33 best management ideas

Building relationships

Robert D. Hays
chairman and managing partner of King & Spalding LLP

Relationships are built on trust and communication, and you have to have both with
your clients in order to become a stronger
company. This starts with getting feedback.
Robert D. Hays, chairman and managing
partner of King & Spalding LLP, who
appeared in our June issue, has a few guidelines for getting solid feedback. He first suggests not sending someone who is directly
involved with the client.

“Let’s say I am the person who does
principle work for your company,” he
says. “If you and I are friends, and I go up
and ask you to give me a candid review of
what we’re doing and suggestions and
how you perceive us and people who
work for me, even if you were candid —
and you may not be — if it’s not flattering,
it’s something I don’t want to hear, I may
delude myself about what I’m hearing,
and that information is not high quality
and doesn’t do us any good. People often
hear what they want and then report it
even more favorably than they heard it.”

It’s also important to talk to several people
at the company.

“You’re more likely to get the honest feedback,” he says. “…What one person at the
client may feel or know or see is quite different than another one, but they’re both right
because they both represent a much larger
enterprise, so you have to get reports from
all corners of that enterprise.”

Once you get initial answers, you have to
look at reasons behind them.

“In the courtroom, you always question all
opinions because everyone has one,” he
says. “As I used to tell juries, opinions are
useless. The only things juries should listen
to is reasons for opinions — what are the
bases for those opinions? Then the people
on the jury make a determination based on
the validity of the conclusion.

“That’s not dissimilar to what you have to
do here, to a degree. You have to probe constantly. Push to another level of analysis —
why do you believe that? What’s your basis?
You keep pushing and pushing. Often people are sincere in what they’re attempting to
convey, but they’re just imprecise of their
expression of it.
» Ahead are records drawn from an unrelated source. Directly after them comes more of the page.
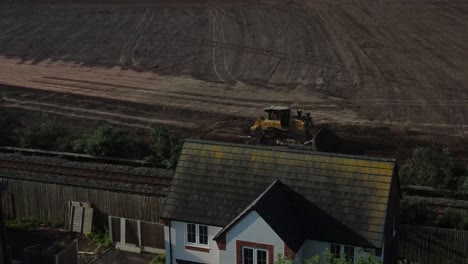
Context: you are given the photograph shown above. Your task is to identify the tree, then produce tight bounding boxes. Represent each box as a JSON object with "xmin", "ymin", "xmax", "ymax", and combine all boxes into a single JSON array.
[
  {"xmin": 146, "ymin": 127, "xmax": 183, "ymax": 169},
  {"xmin": 400, "ymin": 147, "xmax": 468, "ymax": 191},
  {"xmin": 77, "ymin": 125, "xmax": 129, "ymax": 156},
  {"xmin": 0, "ymin": 102, "xmax": 15, "ymax": 145},
  {"xmin": 14, "ymin": 116, "xmax": 62, "ymax": 149}
]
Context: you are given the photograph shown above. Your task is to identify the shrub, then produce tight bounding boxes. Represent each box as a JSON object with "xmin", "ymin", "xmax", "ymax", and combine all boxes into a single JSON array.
[
  {"xmin": 14, "ymin": 116, "xmax": 63, "ymax": 149},
  {"xmin": 398, "ymin": 260, "xmax": 419, "ymax": 264},
  {"xmin": 79, "ymin": 125, "xmax": 129, "ymax": 156},
  {"xmin": 275, "ymin": 250, "xmax": 381, "ymax": 264},
  {"xmin": 435, "ymin": 209, "xmax": 464, "ymax": 229},
  {"xmin": 0, "ymin": 105, "xmax": 14, "ymax": 145},
  {"xmin": 461, "ymin": 216, "xmax": 468, "ymax": 231},
  {"xmin": 400, "ymin": 200, "xmax": 437, "ymax": 225},
  {"xmin": 400, "ymin": 147, "xmax": 468, "ymax": 191},
  {"xmin": 150, "ymin": 254, "xmax": 166, "ymax": 264},
  {"xmin": 146, "ymin": 127, "xmax": 183, "ymax": 169},
  {"xmin": 86, "ymin": 228, "xmax": 112, "ymax": 248},
  {"xmin": 6, "ymin": 218, "xmax": 40, "ymax": 229}
]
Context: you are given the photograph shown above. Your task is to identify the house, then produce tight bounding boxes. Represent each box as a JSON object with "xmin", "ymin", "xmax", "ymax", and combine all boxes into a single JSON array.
[{"xmin": 162, "ymin": 140, "xmax": 400, "ymax": 264}]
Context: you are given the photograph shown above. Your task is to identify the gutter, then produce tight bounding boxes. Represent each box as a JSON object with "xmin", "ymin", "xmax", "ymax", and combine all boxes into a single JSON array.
[{"xmin": 169, "ymin": 220, "xmax": 173, "ymax": 264}]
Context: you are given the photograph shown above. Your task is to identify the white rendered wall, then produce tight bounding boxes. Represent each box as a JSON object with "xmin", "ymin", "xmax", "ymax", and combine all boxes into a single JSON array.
[
  {"xmin": 164, "ymin": 220, "xmax": 222, "ymax": 264},
  {"xmin": 292, "ymin": 246, "xmax": 304, "ymax": 264},
  {"xmin": 219, "ymin": 211, "xmax": 285, "ymax": 264},
  {"xmin": 299, "ymin": 240, "xmax": 330, "ymax": 261}
]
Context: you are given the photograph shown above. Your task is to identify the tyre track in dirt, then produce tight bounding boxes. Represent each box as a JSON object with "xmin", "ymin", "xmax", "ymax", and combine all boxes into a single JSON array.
[
  {"xmin": 210, "ymin": 9, "xmax": 225, "ymax": 82},
  {"xmin": 212, "ymin": 8, "xmax": 238, "ymax": 84},
  {"xmin": 131, "ymin": 8, "xmax": 156, "ymax": 70},
  {"xmin": 119, "ymin": 8, "xmax": 149, "ymax": 68},
  {"xmin": 1, "ymin": 0, "xmax": 468, "ymax": 139}
]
In that kind of a dialogue,
you often get to a better place than where
you began.”

And once you begin to get to the reasons
behind opinions, look for recurrences.

“Almost nothing will you get uniform
agreement on, but you can find patterns,”
Hays says. “If there are clusters of similar
responses and similar input, be it favorable or unfavorable, you better pay attention to it.”

All of these things will help you get better
feedback and build stronger customer relationships.